/albq-metadata

Digitizing Albuquerque Metadata

Primary LanguageShellGNU General Public License v3.0GPL-3.0

albq-metadata

Digitizing Albuquerque Metadata Albuquerque has a simple open data site that contains data listings that cover almost all services. Each of these datasets also has very good, detailed and structured metadata. However these metadata are stored in PDFs and it would be nice to have them as CSVs so that data can be made more searchable.

This is an attempt to use a program called pdfgrep to extract common elements from each of these PDF metadata documents and provide a csv of all of Albequerque's metadata. In order to run the extract, you will need to download and install pdfgrep. For MAC OSX, its as simple as doing brew install pdfgrep.

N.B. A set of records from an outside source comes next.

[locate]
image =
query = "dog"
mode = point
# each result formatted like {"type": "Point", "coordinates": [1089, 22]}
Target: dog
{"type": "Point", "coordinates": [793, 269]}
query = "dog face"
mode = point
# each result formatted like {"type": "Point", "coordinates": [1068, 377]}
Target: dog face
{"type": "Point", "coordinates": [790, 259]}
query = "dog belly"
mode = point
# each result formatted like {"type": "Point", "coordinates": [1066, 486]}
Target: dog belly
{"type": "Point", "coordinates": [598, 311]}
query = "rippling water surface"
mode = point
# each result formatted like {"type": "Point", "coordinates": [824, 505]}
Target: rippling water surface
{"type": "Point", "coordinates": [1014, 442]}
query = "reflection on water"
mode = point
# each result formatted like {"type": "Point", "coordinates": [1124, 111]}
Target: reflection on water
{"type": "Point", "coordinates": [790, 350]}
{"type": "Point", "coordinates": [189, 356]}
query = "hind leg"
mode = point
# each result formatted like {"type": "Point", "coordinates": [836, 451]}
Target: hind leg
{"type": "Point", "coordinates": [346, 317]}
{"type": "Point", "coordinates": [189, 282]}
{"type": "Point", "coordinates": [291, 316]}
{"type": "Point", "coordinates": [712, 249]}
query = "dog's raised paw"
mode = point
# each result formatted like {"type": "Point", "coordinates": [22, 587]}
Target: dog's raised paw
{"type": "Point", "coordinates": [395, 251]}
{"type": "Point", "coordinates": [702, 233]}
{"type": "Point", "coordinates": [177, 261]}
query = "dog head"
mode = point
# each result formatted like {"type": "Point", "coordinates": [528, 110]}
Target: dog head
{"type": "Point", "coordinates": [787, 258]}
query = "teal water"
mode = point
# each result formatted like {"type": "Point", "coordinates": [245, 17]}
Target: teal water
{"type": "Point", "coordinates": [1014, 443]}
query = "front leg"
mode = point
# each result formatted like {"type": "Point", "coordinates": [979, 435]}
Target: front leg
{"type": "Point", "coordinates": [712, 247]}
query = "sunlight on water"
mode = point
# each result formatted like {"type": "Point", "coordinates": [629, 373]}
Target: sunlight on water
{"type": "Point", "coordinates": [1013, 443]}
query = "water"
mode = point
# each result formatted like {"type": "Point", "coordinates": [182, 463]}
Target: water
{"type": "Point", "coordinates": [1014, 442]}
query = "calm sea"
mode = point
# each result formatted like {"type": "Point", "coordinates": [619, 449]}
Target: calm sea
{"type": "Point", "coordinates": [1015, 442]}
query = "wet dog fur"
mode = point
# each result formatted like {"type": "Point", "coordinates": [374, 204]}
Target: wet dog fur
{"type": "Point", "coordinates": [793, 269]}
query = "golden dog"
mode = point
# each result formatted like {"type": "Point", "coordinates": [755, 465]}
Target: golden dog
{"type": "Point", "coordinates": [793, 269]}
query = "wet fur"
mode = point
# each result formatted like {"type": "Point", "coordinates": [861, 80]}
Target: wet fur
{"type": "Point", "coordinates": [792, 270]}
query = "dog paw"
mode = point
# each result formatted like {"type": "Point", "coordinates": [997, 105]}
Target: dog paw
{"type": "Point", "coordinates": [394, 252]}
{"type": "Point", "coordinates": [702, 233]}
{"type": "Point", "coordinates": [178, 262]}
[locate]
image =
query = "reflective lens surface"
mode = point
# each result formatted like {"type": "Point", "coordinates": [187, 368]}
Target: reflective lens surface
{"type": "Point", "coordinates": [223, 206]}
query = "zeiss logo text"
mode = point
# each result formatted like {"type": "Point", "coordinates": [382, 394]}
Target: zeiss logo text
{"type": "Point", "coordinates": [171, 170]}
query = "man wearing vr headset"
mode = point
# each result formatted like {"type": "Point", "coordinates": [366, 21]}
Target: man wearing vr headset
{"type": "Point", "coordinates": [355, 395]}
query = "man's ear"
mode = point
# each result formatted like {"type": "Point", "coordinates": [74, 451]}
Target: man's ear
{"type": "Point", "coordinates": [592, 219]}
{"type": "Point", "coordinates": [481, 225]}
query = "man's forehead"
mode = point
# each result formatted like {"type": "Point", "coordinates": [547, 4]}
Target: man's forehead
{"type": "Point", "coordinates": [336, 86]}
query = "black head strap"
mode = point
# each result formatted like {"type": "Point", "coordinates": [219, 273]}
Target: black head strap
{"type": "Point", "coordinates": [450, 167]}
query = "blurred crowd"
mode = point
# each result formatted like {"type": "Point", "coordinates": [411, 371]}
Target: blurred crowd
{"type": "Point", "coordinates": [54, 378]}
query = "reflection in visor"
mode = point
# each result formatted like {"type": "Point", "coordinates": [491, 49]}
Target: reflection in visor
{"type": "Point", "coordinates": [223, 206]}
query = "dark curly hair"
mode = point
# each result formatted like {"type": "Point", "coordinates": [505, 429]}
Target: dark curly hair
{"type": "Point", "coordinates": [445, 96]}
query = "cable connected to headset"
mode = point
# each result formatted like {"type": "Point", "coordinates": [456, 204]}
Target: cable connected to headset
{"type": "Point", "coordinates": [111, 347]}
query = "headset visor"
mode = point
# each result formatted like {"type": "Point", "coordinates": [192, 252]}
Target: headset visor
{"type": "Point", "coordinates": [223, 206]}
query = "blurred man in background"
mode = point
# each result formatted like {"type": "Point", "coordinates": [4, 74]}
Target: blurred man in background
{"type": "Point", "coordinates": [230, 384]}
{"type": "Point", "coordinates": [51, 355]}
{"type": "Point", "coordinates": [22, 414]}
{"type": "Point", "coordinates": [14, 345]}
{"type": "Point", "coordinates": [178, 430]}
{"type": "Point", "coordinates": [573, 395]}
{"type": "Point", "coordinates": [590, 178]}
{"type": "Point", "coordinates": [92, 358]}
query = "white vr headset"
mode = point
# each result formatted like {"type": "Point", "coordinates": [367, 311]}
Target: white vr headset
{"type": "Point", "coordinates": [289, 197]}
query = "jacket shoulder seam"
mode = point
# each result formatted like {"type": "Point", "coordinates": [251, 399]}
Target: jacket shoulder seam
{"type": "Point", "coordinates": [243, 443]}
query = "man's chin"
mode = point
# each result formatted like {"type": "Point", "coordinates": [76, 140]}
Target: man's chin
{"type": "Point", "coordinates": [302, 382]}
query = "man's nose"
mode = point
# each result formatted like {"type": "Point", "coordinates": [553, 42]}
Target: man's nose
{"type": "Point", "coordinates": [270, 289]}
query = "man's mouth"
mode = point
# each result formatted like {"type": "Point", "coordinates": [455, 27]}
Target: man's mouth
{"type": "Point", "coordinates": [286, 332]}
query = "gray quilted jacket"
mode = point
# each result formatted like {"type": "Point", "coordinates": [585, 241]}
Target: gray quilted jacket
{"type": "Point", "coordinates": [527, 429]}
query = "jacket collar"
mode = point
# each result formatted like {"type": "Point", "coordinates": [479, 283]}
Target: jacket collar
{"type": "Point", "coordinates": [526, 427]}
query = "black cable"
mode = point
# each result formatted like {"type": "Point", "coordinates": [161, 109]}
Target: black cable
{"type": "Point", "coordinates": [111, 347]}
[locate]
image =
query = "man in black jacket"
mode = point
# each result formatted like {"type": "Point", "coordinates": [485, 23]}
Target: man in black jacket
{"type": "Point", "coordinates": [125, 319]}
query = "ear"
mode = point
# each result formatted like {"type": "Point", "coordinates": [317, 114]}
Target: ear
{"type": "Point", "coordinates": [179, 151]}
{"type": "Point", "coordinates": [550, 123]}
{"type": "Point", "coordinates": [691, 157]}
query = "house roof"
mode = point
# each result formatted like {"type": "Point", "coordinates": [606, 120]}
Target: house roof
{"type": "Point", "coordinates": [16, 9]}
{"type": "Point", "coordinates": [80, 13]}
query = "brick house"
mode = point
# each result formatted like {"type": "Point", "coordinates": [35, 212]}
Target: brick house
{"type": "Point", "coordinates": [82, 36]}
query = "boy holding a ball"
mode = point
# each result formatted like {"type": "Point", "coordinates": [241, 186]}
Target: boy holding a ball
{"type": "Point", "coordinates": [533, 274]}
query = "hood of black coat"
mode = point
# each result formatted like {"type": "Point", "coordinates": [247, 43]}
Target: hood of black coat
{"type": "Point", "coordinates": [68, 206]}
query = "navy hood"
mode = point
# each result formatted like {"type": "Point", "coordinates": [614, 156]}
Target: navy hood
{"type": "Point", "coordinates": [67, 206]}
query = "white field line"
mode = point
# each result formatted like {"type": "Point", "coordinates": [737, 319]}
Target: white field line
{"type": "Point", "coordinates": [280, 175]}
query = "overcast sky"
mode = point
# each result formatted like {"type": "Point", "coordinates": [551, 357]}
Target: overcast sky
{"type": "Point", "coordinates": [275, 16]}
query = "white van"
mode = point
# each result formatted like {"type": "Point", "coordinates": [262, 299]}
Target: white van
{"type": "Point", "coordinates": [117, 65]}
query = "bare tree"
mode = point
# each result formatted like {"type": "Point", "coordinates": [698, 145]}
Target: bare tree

The script does the following:

  • Parses the ABQ-DATA webpage to get a list of all the metadata pdf files.
  • Download's each metadata file
  • For each metadata file, extract these elements from the PDF file. Each metadata file has some unique fields but I found these elements to be consistent across all files:
    • Dataset Title
    • Department/Division producing the data
    • Short Description
    • Start Date of the dataset
    • End Date of the dataset
    • Dataset Refresh Interval
    • Dataset Expiration Date
    • Dataset Review Date

To run:

  • git clone this repo
  • ./extract.sh